Procurei Moura Brasil para comentar, mas ele não respondeu. Pelo Twitter, tem se defendido. “Não há patrulha de falsos críticos, seja de esquerda ou direita, ligada ou não a partidos e governos, que me fez ou me fará desviar do jornalismo independente, em busca da verdade”, escreveu.
A esquerda, claro, se diverte com a briga no quintal oposto. “Felipe Moura Brasil, bem vindo ao clube dos comunistas”, tuitou um perfil pró-PT.
Mainardi, autor de “Lula é minha anta” e, portanto, insuspeito de inclinações esquerdistas, é outro que vem apanhando da claque do presidente, como no diálogo abaixo:
Outro tuiteiro decepcionado, esse mais duro, disse: “Antes você tinha credibilidade, hoje os emails, quando chegam de vocês, coloquei no spam. Credibilidade zero”.
O Antagonista, site do qual Mainardi é sócio, entrou no fogo cruzado na recente crise por ter sido acusado por Bolsonaro de ser porta-voz de Bebianno durante a crise.
Por mensagem de WhatsApp, Mainardi me disse apenas que “não dá bola” para os ataques e preferiu não comentar.
Falei com Andreazza, que tem adotado a atitude oposta à de Mainardi, a de confrontar os críticos, a quem chama de “milícias virtuais”. Muitas vezes com ironia, como na altercação abaixo.
Além de jornalista, Andreazza é editor, responsável por publicar, na Record, livros do papa de grande parte da direita atual, o filósofo Olavo de Carvalho. Por isso, ele acha que é visto como um especial traidor ao criticar o governo.
“Eu tinha certeza de que chegaríamos a esse momento cedo ou tarde. Não fui pego de surpresa”, diz ele, que se define como “um conservador por formação intelectual”.

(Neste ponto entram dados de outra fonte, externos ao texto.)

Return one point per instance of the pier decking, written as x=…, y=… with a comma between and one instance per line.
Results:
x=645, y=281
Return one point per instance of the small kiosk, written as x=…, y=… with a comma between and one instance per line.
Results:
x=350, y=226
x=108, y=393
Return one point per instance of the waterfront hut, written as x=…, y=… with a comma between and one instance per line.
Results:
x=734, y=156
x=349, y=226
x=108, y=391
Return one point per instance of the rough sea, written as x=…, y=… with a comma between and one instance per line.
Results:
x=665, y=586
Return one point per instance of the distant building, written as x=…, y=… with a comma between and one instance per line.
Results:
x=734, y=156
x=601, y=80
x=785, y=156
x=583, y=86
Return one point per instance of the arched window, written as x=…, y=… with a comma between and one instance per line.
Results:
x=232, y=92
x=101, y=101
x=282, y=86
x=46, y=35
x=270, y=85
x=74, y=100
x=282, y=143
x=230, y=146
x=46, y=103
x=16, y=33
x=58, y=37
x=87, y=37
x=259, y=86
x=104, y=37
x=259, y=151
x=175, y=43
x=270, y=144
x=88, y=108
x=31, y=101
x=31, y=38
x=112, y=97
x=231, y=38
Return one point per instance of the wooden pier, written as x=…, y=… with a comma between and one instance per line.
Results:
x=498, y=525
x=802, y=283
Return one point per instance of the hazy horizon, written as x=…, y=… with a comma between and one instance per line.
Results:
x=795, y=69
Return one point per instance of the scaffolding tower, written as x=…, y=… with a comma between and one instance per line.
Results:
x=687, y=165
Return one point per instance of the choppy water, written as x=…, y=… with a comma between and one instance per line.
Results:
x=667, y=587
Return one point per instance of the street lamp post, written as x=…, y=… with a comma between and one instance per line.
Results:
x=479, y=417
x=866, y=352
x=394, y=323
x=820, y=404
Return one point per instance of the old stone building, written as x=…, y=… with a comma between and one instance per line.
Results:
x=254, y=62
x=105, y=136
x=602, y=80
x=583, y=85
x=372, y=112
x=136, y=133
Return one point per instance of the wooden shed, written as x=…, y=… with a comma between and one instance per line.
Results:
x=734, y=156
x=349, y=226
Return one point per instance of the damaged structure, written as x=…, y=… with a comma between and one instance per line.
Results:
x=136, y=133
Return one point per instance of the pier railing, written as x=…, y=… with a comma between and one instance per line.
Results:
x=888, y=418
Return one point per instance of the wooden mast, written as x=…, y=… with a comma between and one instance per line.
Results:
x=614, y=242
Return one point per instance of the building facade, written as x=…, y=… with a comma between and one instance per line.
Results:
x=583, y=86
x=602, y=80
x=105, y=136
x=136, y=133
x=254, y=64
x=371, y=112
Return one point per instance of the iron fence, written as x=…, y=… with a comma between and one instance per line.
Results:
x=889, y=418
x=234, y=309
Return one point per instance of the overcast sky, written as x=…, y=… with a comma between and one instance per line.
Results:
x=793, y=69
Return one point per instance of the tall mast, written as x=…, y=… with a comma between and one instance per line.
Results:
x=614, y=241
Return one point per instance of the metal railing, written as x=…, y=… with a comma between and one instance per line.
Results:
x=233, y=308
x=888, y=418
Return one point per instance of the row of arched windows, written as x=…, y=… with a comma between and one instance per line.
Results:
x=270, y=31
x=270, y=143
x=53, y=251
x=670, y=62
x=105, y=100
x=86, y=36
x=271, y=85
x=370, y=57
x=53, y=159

Andreazza diz que há uma rede virtual de difamação que chega até Carlos Bolsonaro. “Eu venho me dedicando há muito tempo a mapear essas milícias, a identificar que tem uma cadeia de comando. E essa cadeia de comando é muito próxima do presidente, porque ela passa pelos filhos, pelo Carlos Bolsonaro”, afirma. “É uma rede muito profissional, muito eficiente de assassinato de reputações”, diz.

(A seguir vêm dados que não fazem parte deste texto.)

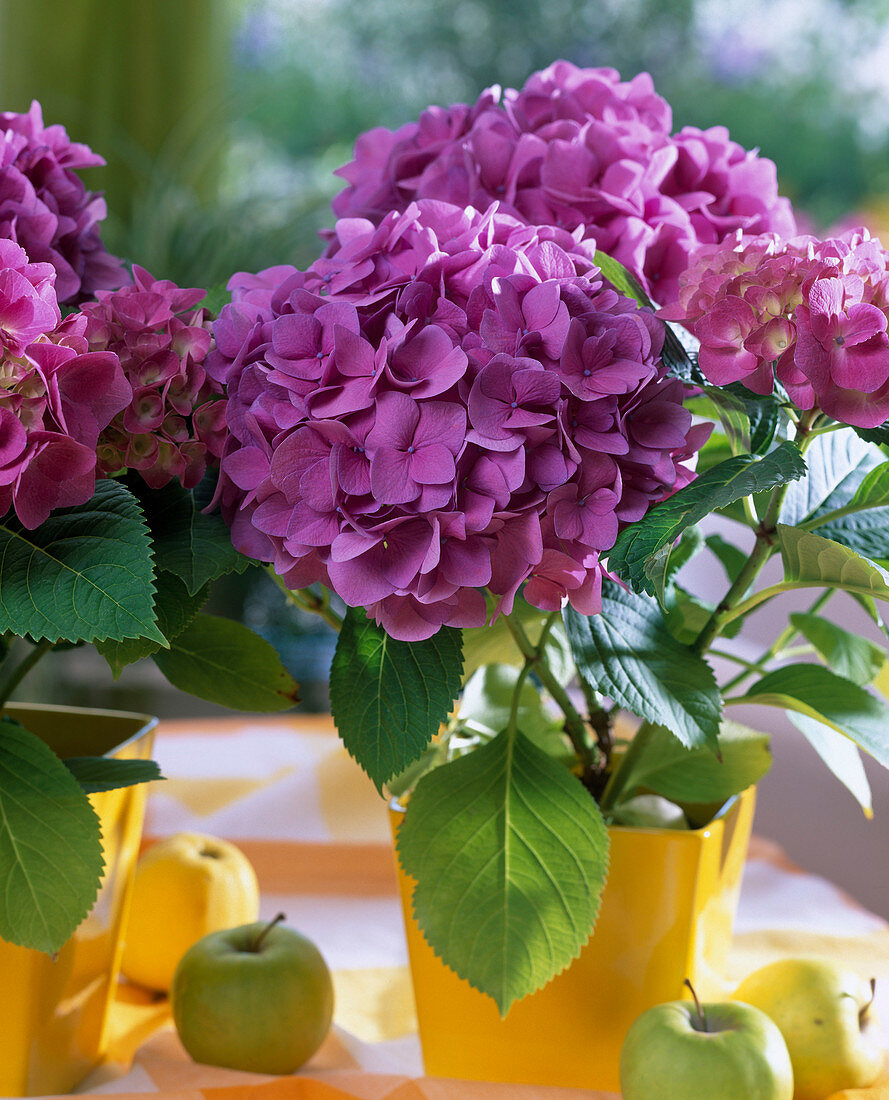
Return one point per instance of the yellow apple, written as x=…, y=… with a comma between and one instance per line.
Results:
x=186, y=887
x=825, y=1013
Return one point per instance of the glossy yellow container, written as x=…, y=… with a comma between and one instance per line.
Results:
x=667, y=914
x=54, y=1012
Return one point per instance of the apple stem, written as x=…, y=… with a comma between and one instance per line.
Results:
x=701, y=1016
x=264, y=932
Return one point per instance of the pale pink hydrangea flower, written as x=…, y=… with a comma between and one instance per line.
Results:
x=577, y=147
x=445, y=403
x=175, y=424
x=56, y=395
x=46, y=209
x=812, y=314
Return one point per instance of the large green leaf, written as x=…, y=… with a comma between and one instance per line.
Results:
x=867, y=532
x=698, y=776
x=194, y=546
x=509, y=853
x=634, y=554
x=811, y=560
x=175, y=608
x=226, y=662
x=678, y=343
x=387, y=696
x=841, y=757
x=85, y=574
x=51, y=854
x=874, y=490
x=627, y=653
x=107, y=773
x=670, y=559
x=493, y=644
x=846, y=653
x=830, y=460
x=821, y=694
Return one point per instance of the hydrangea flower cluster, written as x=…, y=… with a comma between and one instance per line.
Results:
x=46, y=209
x=446, y=403
x=814, y=314
x=55, y=395
x=577, y=146
x=175, y=424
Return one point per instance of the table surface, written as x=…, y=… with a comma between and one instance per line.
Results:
x=288, y=794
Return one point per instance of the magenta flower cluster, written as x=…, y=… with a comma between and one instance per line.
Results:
x=175, y=424
x=812, y=314
x=45, y=208
x=577, y=146
x=55, y=395
x=445, y=403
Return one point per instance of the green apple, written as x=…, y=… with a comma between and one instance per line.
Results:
x=256, y=998
x=684, y=1051
x=825, y=1013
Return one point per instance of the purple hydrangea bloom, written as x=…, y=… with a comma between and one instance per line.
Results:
x=175, y=424
x=812, y=314
x=46, y=209
x=577, y=147
x=447, y=402
x=56, y=396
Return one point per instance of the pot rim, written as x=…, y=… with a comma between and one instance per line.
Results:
x=396, y=807
x=147, y=722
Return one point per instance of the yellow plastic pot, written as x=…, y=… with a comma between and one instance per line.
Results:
x=54, y=1012
x=666, y=915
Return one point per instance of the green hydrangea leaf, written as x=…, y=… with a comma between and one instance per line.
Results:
x=698, y=776
x=388, y=697
x=51, y=853
x=226, y=662
x=509, y=853
x=811, y=560
x=635, y=556
x=188, y=542
x=841, y=756
x=818, y=693
x=846, y=653
x=628, y=653
x=107, y=773
x=175, y=608
x=85, y=574
x=830, y=461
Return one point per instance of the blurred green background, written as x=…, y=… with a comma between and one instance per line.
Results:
x=222, y=120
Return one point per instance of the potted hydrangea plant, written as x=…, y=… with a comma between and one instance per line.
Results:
x=109, y=424
x=468, y=419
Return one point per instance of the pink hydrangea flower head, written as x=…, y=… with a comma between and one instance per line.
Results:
x=446, y=402
x=812, y=314
x=174, y=426
x=56, y=395
x=582, y=150
x=45, y=207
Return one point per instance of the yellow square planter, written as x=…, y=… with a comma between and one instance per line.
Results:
x=54, y=1012
x=667, y=914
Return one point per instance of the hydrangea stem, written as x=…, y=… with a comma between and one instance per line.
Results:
x=535, y=661
x=761, y=551
x=308, y=601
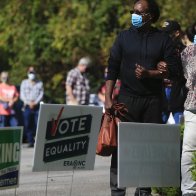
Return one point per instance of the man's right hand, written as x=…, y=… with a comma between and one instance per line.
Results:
x=162, y=67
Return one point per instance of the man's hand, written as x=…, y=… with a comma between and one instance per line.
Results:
x=140, y=72
x=162, y=68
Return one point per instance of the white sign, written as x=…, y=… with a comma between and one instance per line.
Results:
x=66, y=137
x=10, y=153
x=148, y=155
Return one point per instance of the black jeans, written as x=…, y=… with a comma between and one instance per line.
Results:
x=140, y=109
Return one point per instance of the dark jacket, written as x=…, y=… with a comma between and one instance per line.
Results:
x=146, y=49
x=178, y=95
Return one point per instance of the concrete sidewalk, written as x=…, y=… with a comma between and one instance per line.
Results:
x=66, y=183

Procurei a assessoria de Carlos Bolsonaro, que não se manifestou.
Confrontar os detratores e identificar quem está por trás dos perfis, diz Andreazza, tem uma função pedagógica. “Tem gente que é um caso perdido, mas tem gente que pode aprender alguma coisa sobre a natureza do debate público e o papel do jornalista e, no meu caso, do editor”, afirma.
Ele afirma que “ganhou casco” para suportar as críticas, mas se incomoda com algumas mais agressivas. Diz que tem evitado participar de alguns eventos com grande plateia e em ao menos um caso acionou advogados em razão de uma ameaça mais séria.

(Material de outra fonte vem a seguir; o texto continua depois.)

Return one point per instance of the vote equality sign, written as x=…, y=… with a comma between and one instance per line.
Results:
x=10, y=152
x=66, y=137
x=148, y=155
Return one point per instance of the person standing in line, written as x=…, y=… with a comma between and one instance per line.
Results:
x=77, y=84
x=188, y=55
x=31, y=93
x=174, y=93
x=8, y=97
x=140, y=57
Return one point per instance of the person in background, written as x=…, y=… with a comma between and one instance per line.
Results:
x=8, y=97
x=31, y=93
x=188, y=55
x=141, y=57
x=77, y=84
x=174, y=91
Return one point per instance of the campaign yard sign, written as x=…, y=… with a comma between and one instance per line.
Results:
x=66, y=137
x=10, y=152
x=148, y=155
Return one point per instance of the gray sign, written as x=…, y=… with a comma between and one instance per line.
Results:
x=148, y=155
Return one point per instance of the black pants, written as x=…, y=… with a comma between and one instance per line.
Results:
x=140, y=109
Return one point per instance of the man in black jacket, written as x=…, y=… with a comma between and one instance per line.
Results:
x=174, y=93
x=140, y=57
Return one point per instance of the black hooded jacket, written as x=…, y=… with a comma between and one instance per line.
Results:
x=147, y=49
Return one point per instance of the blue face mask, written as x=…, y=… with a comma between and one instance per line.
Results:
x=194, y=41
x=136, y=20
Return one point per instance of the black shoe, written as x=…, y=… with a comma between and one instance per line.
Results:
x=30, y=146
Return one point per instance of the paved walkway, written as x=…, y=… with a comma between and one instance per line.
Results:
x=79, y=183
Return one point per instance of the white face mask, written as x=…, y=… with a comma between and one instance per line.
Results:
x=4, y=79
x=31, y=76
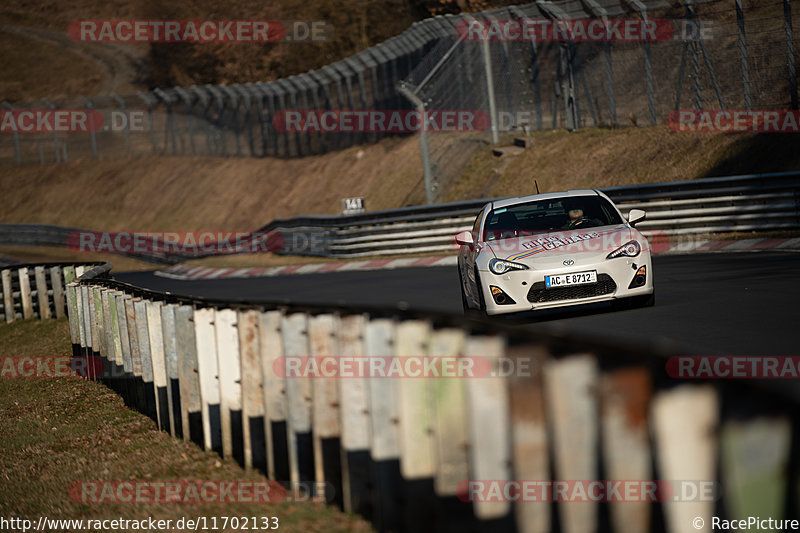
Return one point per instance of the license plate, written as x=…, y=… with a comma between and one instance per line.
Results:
x=567, y=280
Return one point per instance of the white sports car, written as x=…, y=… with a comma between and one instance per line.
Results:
x=554, y=250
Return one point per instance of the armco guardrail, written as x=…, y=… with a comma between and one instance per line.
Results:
x=401, y=450
x=36, y=290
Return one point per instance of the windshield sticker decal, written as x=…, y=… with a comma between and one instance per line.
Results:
x=543, y=244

E sobre a schadenfreude da esquerda, que diz que os jornalistas de direita estão provando do próprio remédio, após anos espinafrando o PT? Andreazza não veste a carapuça. “Pelo amor de Deus, não tenho nada a ver com isso. Denuncio isso há muito tempo e sou um dos mais antigos críticos do Bolsonaro. Esse filho não é meu, não”, afirma.
Ele diz que nunca teve tantos seguidores na esquerda. “Estou até um pouco preocupado”, brinca. E tem ouvido até o ocasional “vai pra Cuba!”. “Como eu gosto muito de charuto, acho bom”, diz.